Auto Świat Wiadomości Aktualności Wyciąłeś filtr cząstek stałych? Możesz mieć poważne kłopoty!

Wyciąłeś filtr cząstek stałych? Możesz mieć poważne kłopoty!

Autor (RASP) Karczmarczyk Piotr
(RASP) Karczmarczyk Piotr

Po ostanim raporcie NIK, który krytykował m.in. bezkarność wycinania filtrów cząstek stałych, sprawą zainteresował się szef sejmowej komisji ds. służb specjalnych.

DPF
Onet
DPF

„Fizyczne usunięcie filtra z układu wydechowego, to obecnie najskuteczniejsza metoda trwałego wyeliminowania problemu z filtrem DPF lub FAP. Możemy całkowicie usunąć Twój filtr cząstek stałych ze sterownika ECU” – internet pełen jest podobnych ogłoszeń, większość z nich znajdziemy na stronach www warsztatów. Nikt się z tym nie kryje, mimo że zabieg taki jest nielegalny.
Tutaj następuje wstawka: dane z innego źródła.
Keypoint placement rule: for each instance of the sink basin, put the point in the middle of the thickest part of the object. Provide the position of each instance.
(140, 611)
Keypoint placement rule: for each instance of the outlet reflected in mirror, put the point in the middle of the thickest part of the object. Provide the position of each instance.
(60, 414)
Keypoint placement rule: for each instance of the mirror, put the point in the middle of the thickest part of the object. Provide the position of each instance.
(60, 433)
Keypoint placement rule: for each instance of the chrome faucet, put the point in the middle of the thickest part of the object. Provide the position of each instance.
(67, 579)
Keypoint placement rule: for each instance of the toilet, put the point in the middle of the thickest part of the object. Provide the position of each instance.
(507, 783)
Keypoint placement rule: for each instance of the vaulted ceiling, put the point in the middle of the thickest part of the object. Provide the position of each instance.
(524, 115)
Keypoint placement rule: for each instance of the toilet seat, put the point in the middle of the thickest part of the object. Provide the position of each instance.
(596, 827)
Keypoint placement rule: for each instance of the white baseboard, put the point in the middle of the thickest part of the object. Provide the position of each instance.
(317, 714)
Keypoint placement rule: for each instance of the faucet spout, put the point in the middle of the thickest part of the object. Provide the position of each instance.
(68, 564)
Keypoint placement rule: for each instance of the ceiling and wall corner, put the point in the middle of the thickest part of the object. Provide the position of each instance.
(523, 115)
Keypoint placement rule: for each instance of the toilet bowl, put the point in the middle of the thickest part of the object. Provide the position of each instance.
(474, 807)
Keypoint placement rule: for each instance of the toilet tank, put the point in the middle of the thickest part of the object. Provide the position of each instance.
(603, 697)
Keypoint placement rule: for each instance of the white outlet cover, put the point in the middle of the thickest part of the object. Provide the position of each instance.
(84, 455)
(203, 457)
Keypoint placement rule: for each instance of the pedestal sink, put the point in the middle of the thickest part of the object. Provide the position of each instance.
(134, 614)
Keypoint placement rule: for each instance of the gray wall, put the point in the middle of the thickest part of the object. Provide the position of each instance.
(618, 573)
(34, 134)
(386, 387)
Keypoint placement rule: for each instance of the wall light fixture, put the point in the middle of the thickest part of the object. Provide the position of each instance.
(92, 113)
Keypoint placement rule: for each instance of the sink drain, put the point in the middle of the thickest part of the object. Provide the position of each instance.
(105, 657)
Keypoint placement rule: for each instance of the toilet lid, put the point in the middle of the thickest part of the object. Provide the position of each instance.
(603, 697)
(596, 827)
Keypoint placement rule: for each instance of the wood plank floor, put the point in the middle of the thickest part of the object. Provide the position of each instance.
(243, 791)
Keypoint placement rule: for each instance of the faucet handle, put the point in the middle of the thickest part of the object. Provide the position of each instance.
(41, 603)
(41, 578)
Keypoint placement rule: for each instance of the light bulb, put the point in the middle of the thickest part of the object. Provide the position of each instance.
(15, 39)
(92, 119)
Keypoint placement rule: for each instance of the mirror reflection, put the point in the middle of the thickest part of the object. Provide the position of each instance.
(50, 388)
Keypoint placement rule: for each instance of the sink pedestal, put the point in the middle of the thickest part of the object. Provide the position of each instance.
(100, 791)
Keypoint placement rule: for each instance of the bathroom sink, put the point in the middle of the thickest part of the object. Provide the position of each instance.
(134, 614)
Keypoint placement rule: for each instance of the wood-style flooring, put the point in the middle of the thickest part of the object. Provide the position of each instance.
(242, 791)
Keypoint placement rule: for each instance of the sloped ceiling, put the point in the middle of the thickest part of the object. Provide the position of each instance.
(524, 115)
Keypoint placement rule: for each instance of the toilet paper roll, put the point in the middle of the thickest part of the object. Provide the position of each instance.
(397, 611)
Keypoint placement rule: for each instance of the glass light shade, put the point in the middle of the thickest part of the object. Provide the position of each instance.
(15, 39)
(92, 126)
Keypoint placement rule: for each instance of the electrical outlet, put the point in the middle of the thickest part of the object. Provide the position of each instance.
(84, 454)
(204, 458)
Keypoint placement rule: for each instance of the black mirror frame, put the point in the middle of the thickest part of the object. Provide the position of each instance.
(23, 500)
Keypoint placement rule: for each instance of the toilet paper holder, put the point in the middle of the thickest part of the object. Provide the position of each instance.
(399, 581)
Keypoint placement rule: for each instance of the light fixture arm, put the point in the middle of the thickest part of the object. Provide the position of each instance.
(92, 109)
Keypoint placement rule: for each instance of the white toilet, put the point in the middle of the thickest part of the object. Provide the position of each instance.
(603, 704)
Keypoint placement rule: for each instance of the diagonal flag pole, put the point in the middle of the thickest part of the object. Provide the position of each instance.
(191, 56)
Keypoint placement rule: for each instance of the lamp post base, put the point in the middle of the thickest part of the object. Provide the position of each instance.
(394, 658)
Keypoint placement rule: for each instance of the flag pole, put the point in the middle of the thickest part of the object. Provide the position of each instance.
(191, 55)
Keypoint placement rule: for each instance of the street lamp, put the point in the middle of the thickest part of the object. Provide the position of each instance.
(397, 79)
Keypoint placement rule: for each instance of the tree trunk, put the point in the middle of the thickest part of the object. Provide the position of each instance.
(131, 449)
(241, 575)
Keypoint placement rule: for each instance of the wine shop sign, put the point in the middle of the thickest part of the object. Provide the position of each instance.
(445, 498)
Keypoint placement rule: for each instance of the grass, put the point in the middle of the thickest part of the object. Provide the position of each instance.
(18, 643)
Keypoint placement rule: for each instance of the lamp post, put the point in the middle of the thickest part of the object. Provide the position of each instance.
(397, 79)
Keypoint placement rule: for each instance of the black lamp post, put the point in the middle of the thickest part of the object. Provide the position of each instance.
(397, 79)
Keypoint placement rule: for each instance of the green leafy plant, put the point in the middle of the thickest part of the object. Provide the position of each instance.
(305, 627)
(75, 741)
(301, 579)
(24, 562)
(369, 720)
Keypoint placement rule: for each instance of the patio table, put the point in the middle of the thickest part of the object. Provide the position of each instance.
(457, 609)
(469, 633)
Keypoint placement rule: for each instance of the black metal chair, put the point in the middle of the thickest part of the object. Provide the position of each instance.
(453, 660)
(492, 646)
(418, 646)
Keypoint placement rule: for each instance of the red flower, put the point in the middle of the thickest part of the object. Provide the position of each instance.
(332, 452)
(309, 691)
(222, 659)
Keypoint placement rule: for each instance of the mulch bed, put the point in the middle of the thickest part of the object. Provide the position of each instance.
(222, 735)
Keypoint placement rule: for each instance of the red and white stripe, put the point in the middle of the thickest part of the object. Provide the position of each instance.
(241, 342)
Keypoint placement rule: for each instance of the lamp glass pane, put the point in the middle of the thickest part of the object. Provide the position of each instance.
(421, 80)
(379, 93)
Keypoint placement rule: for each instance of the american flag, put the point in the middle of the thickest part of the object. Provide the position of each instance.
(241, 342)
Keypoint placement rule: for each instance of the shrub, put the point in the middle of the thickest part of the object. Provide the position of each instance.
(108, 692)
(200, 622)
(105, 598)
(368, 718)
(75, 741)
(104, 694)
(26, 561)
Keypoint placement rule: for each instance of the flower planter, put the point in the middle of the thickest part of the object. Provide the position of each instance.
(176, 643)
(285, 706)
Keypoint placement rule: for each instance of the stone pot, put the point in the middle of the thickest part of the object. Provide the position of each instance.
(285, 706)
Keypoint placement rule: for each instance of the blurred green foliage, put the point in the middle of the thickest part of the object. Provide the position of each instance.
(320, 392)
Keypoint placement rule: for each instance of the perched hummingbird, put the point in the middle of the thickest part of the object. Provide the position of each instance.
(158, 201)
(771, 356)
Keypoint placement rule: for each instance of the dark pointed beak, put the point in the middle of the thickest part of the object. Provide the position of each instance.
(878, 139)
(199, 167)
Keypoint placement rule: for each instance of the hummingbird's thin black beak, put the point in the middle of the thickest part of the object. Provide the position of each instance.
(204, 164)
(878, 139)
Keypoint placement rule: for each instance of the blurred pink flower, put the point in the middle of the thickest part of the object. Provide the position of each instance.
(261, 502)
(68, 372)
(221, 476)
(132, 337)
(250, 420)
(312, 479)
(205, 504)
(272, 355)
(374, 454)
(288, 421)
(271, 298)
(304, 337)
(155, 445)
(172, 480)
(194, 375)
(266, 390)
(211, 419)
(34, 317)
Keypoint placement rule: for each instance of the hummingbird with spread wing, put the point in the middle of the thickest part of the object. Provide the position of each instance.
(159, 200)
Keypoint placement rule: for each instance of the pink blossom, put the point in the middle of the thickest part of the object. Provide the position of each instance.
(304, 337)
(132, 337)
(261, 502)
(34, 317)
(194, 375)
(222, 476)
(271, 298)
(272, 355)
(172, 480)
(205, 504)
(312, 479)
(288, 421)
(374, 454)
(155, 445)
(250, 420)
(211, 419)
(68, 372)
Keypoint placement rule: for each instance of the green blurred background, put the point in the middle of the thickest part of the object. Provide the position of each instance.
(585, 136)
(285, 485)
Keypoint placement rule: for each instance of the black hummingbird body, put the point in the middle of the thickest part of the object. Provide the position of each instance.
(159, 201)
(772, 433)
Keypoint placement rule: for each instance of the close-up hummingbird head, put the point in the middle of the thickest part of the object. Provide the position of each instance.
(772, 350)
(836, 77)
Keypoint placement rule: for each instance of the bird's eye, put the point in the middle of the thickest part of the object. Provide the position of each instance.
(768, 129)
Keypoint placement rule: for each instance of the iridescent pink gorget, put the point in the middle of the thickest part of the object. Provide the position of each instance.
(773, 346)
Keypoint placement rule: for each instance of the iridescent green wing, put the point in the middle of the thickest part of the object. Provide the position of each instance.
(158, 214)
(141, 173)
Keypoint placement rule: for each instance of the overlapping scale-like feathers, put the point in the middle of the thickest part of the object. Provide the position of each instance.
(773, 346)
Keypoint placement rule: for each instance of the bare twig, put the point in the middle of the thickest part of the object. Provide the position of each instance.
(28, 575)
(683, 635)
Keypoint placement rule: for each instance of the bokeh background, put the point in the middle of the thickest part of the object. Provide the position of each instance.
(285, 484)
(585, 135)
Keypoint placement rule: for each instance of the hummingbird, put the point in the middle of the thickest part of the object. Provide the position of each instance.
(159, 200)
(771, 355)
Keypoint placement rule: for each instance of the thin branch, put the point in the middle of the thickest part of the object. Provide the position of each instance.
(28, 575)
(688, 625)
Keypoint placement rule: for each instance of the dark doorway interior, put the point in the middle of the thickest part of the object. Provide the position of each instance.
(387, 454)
Przepisy homologacyjne wskazują na zakaz usuwania jakichkolwiek kluczowych elementów odpowiedzialnych za ochronę środowiska z pojazdów, które zostały w nie wyposażone.

Sprawa ta została już poruszona w tegorocznym raporcie Najwyższej Izby Kontroli, a teraz zainteresował się nią także poseł Marek Opioła (PiS), który jest m.in. szefem sejmowej komisji ds. służb specjalnych. Złożył on w maju do ministra infrastruktury i budownictwa interpelację w prawie „zakresu i sposobu przeprowadzenia badań technicznych pojazdów pod kątem emisji spalin”.

To nie jest jednak pierwsza interwencja wspomnianego posła. Marek Opioła już 3 kwietnia skierował pismo do MSWiA w którym pytał resort o to, w jaki sposób policja kontroluje poziom emisji spalin w samochodach.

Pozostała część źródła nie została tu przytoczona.